On 4/7/2011 11:41 AM, Sylvain Goulmy wrote:
> Having spent some time trying to understand why when I deploy a new version
> of my JSP, it was not recompiled, I observe that in fact a new version is
> taken into account only if the modification timestamp of the new JSP (Linux
> Environment) is newer than the modification timestamp of the class generated
> for the JSP in the work directory.

Correct.

> If I change the modification timestamp of the JSP directly into the webapps
> directory with a command like:
> 
> touch-m-t 1104071423.16 BonjourResult.jsp
> 
> and set it to a newer value, it works very well.

Yup.

> The big problem is that this method of detection does not work for a
> rollback... You can of course do the cleaning at the work directory level
> but it is not at all adequate in terms of performance since it will force the
> recompilation of all the JSPs to the application.

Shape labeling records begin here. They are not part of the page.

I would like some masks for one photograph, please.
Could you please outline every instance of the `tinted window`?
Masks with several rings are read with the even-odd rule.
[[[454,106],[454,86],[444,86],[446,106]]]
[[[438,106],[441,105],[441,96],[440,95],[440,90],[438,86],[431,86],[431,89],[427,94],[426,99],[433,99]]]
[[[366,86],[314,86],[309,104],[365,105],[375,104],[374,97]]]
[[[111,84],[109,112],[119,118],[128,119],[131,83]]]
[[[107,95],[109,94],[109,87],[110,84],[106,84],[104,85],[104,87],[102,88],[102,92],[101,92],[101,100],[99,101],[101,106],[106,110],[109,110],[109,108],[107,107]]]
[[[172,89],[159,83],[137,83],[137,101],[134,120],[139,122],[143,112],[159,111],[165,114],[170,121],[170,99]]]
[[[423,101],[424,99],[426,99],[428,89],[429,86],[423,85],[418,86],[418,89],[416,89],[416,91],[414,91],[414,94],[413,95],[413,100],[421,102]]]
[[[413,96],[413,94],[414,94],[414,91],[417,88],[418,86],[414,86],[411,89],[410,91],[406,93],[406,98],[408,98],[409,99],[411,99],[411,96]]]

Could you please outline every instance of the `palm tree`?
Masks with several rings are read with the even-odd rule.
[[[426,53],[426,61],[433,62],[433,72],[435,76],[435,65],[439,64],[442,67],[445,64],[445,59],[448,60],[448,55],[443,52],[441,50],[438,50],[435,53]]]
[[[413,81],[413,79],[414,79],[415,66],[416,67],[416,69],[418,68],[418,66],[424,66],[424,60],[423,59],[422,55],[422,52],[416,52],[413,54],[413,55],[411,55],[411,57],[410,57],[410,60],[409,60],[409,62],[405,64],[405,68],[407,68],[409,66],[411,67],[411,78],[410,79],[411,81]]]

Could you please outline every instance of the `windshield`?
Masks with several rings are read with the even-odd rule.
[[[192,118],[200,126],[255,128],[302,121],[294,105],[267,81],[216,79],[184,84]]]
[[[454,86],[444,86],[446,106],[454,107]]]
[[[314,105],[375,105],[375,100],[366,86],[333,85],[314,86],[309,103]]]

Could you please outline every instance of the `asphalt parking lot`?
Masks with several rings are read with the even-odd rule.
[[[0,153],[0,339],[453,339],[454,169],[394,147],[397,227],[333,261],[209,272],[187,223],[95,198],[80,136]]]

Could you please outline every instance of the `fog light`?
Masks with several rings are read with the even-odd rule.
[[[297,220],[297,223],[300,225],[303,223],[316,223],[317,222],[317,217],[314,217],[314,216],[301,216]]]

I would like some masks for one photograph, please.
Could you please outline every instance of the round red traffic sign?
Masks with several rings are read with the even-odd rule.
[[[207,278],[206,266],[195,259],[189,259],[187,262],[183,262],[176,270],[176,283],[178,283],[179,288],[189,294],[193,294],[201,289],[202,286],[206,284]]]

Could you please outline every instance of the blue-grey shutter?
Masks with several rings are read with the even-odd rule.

Or, you could do your individual-file rollback and then 'touch' the file
again.

> Under Websphere I do not observe this behavior, if the timestamp is
> different (and not only older) then the JSP is recompiled.

Great.

> I'm pretty surprised by this difference, can you confirm it to me? Is there
> any way to reload the JSP as soon as the modification timestamp changes, and
> not only when it is older than the modification timestamp of the .class file
> previouly generated ?

Jasper simply checks the .class file (or .java file, depending on the
caller) against the .jsp file.

You could modify Jasper to change it's modification-time-checking logic.